Andy Roddick, Tomas Berdych and David Ferrer claimed the remaining qualifying places for the ATP World Tour Finals after Frenchman Gael Monfils ended Fernando Verdasco’s hopes at the Paris Masters on Thursday.
Verdasco needed to reach the final to have any hope of qualifying for the eight-man London tournament but Monfils rallied from one set down and saved two match points in a 6-7 (4), 7-6 (2), 7-5 win over the Spaniard.
Roddick reached the quarterfinals by beating Ernests Gulbis of Latvia 6-3, 7-6 (8), putting Jurgen Melzer out of contention in the race for the year-end tournament in London this month.
Melzer, who beat the seventh-seeded Ferrer 7-6 (6), 2-6, 6-3 to reach the quarters, needed to win in Paris and have Roddick lose in the third round.
The eight players making the ATP Finals from November 21-28 are Rafael Nadal, Roger Federer, Novak Djokovic, Andy Murray, Robin Soderling, Berdych, Ferrer and Roddick.
All but Berdych have already featured at the elite tournament.
“I think it’s a goal at the beginning of every year,” said Roddick, who qualified for the finals for an eight consecutive year. “It’s certainly an accomplishment every year. I think it’s an honour to qualify once, and then each time I think kind of you realise how tough it actually is. You can’t just play well for one week. It’s the culmination of doing it week after week on tour.”
Roddick broke Gulbis in the second game of the first set after the Latvian sent a forehand wide, and relied on his strong serve throughout as he saved the single break point he faced with a backhand volley at 4-2.
Both players held serve in the second until the tiebreaker, where Gulbis saved three match points before Roddick moved up 9-8 after retrieving a drop shot, with the American sealing his win when Gulbis buried a backhand in the net.
Monfils saved the two match points at 5-4 in the decider with a couple of service winners, including a second serve on the line, then broke in the 11th game after Verdasco double faulted and put an easy forehand volley into the net.
The Frenchman fired 11 aces and delighted the home crowd with his usual spectacular slides while Verdasco made 51 unforced errors.

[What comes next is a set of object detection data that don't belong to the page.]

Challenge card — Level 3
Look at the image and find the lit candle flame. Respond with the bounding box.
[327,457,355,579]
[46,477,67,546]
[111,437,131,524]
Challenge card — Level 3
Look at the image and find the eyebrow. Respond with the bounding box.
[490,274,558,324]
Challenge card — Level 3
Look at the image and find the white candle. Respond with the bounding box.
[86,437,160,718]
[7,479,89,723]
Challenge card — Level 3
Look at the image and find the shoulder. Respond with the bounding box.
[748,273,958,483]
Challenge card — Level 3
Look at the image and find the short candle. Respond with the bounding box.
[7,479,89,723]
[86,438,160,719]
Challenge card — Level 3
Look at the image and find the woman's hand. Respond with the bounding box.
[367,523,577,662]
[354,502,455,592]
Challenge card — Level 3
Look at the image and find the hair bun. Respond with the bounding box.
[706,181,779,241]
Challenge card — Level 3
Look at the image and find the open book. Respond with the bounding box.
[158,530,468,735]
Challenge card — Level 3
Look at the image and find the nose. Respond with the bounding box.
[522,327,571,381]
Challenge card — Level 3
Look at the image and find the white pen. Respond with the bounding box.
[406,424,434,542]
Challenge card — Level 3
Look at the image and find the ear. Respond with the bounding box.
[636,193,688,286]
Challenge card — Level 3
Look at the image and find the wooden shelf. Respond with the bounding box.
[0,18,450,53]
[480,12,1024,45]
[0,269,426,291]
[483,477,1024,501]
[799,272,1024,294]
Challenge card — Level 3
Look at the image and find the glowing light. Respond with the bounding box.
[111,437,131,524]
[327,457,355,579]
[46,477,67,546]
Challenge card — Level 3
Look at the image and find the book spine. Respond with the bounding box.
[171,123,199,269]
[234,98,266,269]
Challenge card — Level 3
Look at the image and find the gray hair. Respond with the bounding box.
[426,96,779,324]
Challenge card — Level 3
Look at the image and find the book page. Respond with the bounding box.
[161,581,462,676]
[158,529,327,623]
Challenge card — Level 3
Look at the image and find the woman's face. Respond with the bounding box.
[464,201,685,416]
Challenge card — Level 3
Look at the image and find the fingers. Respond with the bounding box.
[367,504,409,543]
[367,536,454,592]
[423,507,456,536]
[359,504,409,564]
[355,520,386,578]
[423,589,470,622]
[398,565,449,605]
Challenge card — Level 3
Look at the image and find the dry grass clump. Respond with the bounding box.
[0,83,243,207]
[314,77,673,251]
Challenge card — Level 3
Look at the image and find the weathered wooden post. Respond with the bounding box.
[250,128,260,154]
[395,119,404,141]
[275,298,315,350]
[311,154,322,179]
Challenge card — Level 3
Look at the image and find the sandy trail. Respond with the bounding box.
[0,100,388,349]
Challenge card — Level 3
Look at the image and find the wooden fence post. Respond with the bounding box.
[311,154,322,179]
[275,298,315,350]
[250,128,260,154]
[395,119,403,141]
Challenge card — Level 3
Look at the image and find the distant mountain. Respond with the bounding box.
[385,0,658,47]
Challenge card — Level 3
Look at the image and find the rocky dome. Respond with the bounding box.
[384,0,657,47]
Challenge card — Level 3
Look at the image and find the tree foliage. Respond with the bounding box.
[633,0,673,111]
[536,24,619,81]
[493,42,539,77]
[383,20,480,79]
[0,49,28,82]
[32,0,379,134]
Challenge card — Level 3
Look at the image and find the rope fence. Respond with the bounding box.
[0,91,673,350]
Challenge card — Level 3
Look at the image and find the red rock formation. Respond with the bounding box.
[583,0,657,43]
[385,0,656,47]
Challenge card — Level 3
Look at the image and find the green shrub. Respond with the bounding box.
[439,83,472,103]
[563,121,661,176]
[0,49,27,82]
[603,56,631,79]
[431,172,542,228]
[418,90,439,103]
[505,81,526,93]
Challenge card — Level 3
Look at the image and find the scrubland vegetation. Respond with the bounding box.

“Tennis-wise it was not perfect, but I found the mental resources to stay in that match,” said Monfils, who played with a minor knee injury. “I’m trying not to think about the pain. I’m able to forget everything when I’m on the court.”
Monfils is competing for a spot in France’s Davis Cup team for next month’s final against Serbia in Belgrade and has been advised by the team’s captain Guy Forget not to take too many risks.
“This is a Masters 1000 tournament and a place where I love to play,” Monfils said. “I also think I have to be careful and sometimes, I’m diving on the floor and I’m thinking - Oh, I shouldn’t have done that.”
Ferrer said he struggled on the very fast surface used in Paris and expects to be more at ease in London on a slower court.
I’m a baseliner, so I prefer slower courts,” Ferrer said. “I’m physically fit and it’s a nice feeling to qualify for a second Masters Cup.”